Further Cost Cutting? Fee compression won't go away now that commissions are zero, so what gets cut next? Many in the industry believe there will be further fee erosion on advisory fees. Large firms, particularly in the wirehouse space, have seen this coming for some time and have been transitioning their advisors to less commissionable investments and into more fee-based assets. While cost clearly isn’t the only reason people do business with a firm, it doesn’t hurt to pay less (see Vanguard) and we will continue to see management fees fall, similar to what has happened in mutual funds with ETF's and index offerings. In my opinion, firms will continue to get creative in their beta testing including: utilizing subscription type models, a la carte offerings, something app-based or even a ‘free’ model that offers advice for inconspicuously placed ads on your web page or mobile device….who knows what it will look like. Every industry has been Netflixed, maybe someone can figure out a way to "Netflix" financial advice. Seems like that could go south quickly.

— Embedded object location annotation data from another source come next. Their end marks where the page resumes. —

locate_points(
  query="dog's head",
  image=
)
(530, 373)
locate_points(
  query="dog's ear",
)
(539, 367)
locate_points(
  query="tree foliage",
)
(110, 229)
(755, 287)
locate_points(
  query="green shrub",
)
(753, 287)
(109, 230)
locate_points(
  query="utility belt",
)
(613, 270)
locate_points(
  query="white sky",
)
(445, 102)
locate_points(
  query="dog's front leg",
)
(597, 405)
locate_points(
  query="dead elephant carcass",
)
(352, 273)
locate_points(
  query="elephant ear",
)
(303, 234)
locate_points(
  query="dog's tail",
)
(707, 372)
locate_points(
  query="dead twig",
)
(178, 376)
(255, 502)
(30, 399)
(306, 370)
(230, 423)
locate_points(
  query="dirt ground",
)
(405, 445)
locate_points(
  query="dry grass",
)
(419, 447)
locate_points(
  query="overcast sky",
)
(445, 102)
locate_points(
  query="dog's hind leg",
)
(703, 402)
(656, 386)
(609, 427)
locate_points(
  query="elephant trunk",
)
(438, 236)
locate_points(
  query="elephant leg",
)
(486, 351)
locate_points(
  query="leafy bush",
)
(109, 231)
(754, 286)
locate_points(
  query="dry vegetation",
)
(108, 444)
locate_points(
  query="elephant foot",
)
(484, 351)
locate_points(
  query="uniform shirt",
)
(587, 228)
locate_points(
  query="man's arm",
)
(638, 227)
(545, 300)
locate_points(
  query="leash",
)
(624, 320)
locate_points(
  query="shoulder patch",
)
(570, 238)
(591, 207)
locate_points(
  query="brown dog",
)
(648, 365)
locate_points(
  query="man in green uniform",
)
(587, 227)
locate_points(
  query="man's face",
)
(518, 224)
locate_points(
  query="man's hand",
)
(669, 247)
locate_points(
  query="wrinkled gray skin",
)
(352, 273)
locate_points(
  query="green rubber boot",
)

Price for Advice - Advice will continue to be a big differentiator. This is one of the main reasons the robots haven't taken us over. That and the robot version of Wolf of Wall Street sounds terrible, maybe Scorcese can direct it. What is the value for advice? Well, that's a loaded question, but there’s a lot that goes into it, the research, the trade execution, the financial planning, tying people into their long-term charitable giving and trust and estate planning and working with their accountants — it really is a lot. And being wrong on this, and the tax implications of being wrong absolutely overwhelms a few basis points on the fees. There are some things a robot simply cannot do, and this will continue to be true until robots start to have emotions and can put together complex tax and estate planning strategies. There is too much to leave to chance, which means, at least for the foreseeable future, the advice advisors provide will still be a big deal. This means having excellent advisors giving high quality advice, in my view, is THE winning strategy.


In the end, it's all about relationships - It goes without saying that the relationships clients have with their firms will be critical. Ever since the meltdown of 2008/9 and even before then, clients have pined for some kind of relationship. It doesn't always have to be the 1:1 full-service kind, this isn't dating, there are a lot of ways to capitalize on relationships. Firms that prioritize relationship development with a team of easy-going, personable, talented advisors and support staff, will continue to win market share. Customers want to feel that they are valued, especially if they are paying a fee. It goes without saying that people gravitate to where they feel valued and/or find value. Everyone’s perception of value is different, and capitalizing on these different levels at scale, will ultimately be the key to maintaining and growing relationships.